To be honest with you, big fan of the 525 have 9 of them.. Not a fan of the Squal's.. Penn just don't listen to what folks want.. We did not want a replacement for the 525, just a bigger one with more capacity.. Instead they make 2 smaller ones, go figure.. Sell the Squal and find yourself another 525...JMHO.... JAM


----------



## fish bucket (Dec 5, 2002)

i think penn did listen.
while a bigger one would be nice the smaller one is what most people wanted(imho)
there is the 535mag if bigger is what you want
now with the squall 12 we have an abu 5500 size penn but with more guts.

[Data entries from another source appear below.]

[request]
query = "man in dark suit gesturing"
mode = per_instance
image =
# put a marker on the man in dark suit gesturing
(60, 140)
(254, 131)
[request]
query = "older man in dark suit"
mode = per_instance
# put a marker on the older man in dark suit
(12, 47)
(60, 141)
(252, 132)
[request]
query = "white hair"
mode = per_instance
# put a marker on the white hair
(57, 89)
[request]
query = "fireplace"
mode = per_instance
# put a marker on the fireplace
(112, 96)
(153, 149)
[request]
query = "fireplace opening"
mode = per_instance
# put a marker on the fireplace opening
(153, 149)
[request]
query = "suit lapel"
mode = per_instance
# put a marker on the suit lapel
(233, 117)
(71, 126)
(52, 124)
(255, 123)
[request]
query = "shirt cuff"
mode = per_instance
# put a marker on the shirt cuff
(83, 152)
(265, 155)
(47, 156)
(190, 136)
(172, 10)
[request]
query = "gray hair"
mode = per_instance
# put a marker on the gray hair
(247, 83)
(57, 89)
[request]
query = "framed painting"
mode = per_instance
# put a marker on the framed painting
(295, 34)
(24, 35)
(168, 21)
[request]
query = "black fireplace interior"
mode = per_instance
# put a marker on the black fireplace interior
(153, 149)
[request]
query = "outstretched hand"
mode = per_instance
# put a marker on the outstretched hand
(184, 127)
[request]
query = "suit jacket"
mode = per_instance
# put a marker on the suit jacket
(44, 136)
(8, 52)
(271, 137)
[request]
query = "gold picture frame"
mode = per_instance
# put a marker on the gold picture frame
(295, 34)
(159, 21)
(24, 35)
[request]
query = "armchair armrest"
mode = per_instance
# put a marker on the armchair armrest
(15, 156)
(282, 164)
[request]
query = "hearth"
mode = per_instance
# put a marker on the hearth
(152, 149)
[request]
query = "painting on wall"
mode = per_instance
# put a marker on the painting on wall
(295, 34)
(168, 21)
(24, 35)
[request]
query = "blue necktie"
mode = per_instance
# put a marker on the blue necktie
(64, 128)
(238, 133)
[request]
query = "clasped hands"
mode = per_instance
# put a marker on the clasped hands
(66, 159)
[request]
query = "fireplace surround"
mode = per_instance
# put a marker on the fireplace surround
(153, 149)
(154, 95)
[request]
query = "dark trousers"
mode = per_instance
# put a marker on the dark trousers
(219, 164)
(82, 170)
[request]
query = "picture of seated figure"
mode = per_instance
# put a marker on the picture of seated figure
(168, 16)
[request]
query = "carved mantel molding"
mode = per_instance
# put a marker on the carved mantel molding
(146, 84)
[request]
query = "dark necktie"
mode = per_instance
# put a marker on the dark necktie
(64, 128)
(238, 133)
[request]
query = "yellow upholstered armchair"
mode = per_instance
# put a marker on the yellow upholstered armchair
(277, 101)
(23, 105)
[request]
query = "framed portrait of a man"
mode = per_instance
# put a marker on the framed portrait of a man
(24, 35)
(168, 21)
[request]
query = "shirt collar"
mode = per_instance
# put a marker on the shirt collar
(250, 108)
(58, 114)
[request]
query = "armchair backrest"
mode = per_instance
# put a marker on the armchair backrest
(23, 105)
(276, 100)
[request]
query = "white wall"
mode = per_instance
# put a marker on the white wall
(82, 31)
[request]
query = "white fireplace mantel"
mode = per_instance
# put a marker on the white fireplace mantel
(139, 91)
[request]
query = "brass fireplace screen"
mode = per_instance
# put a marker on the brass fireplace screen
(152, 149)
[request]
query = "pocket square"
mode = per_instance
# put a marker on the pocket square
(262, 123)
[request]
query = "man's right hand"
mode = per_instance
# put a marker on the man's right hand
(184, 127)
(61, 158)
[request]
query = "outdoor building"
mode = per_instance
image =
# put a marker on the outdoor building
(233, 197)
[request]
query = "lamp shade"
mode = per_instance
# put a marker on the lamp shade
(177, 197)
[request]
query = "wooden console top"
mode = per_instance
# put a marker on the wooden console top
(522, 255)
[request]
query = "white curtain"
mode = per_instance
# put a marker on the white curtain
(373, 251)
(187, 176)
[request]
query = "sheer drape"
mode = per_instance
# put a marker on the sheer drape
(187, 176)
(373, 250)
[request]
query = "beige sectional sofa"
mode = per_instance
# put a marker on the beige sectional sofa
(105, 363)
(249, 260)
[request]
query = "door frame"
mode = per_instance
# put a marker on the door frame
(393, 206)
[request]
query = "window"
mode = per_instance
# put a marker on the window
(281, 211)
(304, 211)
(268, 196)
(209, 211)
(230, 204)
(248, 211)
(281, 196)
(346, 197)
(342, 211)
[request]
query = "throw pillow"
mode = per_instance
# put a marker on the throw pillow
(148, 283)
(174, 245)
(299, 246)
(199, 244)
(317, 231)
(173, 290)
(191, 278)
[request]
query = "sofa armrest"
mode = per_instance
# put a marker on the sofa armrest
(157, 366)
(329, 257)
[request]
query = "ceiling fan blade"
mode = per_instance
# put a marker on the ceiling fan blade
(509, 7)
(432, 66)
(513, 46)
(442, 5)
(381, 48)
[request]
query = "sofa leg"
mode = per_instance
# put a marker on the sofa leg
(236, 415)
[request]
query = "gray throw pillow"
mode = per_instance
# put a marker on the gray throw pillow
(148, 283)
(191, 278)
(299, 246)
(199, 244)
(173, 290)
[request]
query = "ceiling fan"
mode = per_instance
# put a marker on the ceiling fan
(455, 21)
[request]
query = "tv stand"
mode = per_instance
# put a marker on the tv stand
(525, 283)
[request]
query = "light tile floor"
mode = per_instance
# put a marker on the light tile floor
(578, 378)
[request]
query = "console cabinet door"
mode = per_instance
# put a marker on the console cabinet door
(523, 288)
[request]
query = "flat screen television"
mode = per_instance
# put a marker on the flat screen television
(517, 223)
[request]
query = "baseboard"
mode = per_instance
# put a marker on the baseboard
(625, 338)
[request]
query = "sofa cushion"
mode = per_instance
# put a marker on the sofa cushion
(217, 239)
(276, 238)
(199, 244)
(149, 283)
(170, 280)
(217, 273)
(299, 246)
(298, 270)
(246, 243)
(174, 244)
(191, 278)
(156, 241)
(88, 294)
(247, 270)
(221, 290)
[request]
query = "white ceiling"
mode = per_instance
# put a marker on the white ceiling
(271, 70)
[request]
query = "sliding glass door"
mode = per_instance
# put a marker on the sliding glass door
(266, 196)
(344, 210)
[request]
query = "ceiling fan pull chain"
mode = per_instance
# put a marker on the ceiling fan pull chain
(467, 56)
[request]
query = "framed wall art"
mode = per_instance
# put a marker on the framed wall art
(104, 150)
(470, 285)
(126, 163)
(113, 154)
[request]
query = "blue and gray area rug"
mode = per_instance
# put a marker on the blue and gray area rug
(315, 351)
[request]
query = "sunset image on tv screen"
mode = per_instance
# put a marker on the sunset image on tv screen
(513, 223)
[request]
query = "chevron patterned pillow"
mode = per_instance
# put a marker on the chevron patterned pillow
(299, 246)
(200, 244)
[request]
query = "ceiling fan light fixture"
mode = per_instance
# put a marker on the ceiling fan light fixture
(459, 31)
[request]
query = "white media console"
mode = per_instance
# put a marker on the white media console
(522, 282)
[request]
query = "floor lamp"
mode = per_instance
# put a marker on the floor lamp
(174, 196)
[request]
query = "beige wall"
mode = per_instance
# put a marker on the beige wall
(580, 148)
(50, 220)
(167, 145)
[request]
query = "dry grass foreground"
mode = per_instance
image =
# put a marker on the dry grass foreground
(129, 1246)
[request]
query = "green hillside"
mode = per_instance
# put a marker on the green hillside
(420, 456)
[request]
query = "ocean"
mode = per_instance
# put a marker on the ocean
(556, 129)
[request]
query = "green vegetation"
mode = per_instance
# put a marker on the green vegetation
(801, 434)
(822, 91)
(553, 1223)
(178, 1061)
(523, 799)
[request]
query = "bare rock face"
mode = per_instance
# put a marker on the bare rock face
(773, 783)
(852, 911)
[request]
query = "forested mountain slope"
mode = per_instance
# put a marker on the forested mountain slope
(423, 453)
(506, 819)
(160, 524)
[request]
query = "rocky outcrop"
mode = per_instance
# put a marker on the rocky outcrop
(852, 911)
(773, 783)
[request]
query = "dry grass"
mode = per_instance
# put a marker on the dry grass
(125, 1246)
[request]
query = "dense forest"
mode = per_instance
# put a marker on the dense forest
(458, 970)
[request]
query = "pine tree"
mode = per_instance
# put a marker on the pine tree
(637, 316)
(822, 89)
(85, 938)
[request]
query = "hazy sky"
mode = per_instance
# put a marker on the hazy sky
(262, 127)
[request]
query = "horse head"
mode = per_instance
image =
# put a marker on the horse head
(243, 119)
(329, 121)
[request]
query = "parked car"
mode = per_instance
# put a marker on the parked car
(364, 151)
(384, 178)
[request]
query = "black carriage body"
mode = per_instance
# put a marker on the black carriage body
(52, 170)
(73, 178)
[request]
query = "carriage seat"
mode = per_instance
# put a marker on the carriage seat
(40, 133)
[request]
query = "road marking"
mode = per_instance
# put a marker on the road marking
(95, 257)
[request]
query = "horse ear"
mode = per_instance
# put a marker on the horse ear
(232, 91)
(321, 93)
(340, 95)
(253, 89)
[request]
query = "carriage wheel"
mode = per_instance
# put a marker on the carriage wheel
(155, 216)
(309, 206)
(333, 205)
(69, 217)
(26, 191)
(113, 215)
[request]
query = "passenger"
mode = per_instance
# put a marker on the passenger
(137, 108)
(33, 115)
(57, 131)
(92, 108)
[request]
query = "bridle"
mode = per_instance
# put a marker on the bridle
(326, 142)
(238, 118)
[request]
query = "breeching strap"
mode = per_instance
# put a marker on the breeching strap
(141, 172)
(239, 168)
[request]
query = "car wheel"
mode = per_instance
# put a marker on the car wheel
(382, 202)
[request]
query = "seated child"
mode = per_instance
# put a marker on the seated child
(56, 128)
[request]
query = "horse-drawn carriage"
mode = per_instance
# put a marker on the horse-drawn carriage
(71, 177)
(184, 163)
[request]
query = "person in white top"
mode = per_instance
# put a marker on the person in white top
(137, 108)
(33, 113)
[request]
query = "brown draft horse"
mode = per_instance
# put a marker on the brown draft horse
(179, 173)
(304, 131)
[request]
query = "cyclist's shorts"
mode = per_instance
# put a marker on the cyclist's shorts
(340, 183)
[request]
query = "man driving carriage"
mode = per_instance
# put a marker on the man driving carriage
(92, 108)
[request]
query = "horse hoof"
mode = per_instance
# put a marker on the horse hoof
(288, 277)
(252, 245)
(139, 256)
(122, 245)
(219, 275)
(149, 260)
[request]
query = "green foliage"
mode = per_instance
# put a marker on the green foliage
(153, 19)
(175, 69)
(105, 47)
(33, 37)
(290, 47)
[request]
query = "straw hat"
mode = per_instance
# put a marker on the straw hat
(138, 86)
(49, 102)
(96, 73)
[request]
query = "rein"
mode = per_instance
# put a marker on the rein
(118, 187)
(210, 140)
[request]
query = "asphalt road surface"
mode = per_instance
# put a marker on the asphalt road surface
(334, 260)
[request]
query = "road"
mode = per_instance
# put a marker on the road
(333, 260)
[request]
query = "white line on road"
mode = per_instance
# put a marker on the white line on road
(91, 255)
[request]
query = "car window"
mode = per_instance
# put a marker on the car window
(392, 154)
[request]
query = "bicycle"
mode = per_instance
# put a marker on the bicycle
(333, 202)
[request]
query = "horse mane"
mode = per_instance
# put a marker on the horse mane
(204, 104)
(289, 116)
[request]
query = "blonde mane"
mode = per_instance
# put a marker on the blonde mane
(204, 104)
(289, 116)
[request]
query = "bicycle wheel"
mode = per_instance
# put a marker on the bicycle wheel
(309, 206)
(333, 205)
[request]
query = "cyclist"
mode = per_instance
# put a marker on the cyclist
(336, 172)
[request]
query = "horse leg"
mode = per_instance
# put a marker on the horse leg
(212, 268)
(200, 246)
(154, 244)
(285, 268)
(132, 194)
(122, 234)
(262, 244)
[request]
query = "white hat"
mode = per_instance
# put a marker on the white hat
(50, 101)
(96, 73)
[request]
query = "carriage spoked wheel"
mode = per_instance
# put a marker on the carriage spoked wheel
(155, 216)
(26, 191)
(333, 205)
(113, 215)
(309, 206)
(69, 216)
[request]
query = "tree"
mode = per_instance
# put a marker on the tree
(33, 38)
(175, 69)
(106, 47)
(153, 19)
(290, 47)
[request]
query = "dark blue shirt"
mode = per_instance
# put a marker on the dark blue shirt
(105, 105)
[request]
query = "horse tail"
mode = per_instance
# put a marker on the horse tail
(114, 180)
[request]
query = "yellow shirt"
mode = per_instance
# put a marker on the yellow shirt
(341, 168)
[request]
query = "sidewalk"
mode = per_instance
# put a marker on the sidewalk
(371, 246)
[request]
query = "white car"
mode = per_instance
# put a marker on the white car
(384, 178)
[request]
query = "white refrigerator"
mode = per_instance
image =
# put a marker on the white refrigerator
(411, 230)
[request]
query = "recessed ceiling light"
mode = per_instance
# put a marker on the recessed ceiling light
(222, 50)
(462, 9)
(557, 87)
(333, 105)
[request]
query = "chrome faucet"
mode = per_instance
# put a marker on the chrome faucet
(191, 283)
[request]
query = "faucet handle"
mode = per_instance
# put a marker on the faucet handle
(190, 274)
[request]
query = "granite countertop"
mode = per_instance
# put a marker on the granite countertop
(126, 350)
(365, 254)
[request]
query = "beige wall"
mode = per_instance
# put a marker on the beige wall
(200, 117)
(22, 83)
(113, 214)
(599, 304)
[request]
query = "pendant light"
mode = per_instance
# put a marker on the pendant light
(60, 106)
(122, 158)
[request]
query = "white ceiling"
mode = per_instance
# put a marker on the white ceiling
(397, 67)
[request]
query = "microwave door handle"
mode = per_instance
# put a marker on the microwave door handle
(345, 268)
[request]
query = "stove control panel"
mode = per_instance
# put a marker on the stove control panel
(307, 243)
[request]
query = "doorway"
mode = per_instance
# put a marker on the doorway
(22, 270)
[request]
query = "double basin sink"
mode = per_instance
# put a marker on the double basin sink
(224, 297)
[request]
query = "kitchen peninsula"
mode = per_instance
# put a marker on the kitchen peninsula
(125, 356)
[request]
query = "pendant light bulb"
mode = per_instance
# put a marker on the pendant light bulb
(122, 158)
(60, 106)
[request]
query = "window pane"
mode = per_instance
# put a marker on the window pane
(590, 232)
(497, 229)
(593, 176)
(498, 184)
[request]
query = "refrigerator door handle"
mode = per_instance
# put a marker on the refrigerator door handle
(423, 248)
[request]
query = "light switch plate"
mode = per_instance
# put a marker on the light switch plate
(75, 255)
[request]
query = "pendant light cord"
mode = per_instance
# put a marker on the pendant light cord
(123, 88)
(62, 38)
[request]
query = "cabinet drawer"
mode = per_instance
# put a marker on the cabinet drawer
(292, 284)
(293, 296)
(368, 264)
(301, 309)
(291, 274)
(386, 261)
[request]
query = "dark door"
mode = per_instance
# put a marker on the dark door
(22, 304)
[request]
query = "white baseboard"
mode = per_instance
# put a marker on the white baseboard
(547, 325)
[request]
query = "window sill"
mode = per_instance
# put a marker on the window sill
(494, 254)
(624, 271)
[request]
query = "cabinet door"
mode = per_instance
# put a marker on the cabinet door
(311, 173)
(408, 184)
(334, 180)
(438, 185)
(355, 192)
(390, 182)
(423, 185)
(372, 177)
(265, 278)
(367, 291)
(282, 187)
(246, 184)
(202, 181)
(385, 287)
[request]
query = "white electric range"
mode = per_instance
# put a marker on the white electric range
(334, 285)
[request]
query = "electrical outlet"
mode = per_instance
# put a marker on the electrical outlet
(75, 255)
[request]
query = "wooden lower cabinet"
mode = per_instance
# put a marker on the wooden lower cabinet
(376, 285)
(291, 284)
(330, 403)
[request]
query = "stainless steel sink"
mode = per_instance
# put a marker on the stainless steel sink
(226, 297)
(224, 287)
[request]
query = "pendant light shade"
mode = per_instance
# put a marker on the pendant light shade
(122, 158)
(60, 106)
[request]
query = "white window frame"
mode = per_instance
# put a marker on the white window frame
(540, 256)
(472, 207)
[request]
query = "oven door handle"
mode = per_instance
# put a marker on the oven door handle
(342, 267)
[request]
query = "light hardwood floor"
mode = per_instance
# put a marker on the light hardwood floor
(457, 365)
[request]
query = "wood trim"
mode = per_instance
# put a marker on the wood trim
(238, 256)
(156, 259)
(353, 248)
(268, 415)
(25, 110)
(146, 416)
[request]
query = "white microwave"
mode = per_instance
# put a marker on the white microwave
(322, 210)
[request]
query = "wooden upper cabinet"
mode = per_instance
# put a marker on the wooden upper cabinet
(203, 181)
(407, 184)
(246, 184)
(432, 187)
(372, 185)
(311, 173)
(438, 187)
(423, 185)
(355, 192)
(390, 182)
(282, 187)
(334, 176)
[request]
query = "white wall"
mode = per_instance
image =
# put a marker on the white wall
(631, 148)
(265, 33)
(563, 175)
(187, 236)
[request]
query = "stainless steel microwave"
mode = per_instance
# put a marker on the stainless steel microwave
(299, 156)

"I casted both reels with identical set up and the mag setting that was best for each.The knobby blew past the Squall by 20+ yards on every cast."
surprised at those results
i would have thought a properly tuned squall 12 would have casted just as far if not further.
20 yds is a huge difference


----------



## phamf (Feb 26, 2008)

Is it me or are we all supposed to set the mag to 0 for the 525 and Squall?
Setting it at any higher level reduces the distance in the cast.


----------



## lucky strike (Jun 5, 2008)

Wth all due respect ,my post had nothing to do with reel size or different models-It was strictly a mag adjustment problem and any input you might have on the subject-thanks


----------



## fish bucket (Dec 5, 2002)

not sure i understand your problem.
what do you mean by too much fluff?
is it blowing up?
on my squall12 i can dial it in right on.
anytime you are not getting fluff you are losing distance.
you want fluff just short of blowing up.
i actually think there is too much magnet in the squalls.
i'm running mine between 2-4...thats almost off!


----------



## Mark G (Nov 15, 2004)

lucky strike said:


> Wth all due respect ,my post had nothing to do with reel size or different models-It was strictly a mag adjustment problem and any input you might have on the subject-thanks


There are other fine tunings you can employ along with the mags that should let you set it where you need it. A very slight adjusment on the tension knob can result in more or less side to side movement in the spool, and a change in oil (thicker or thinner), all play into getting it "just right". With a little experimentation you can find out what works for you. I like to find where fluff just starts to occur and then slow it down slightly for a safety of margin-- I'll give up a yard or three of distance to avoid backlashes.


----------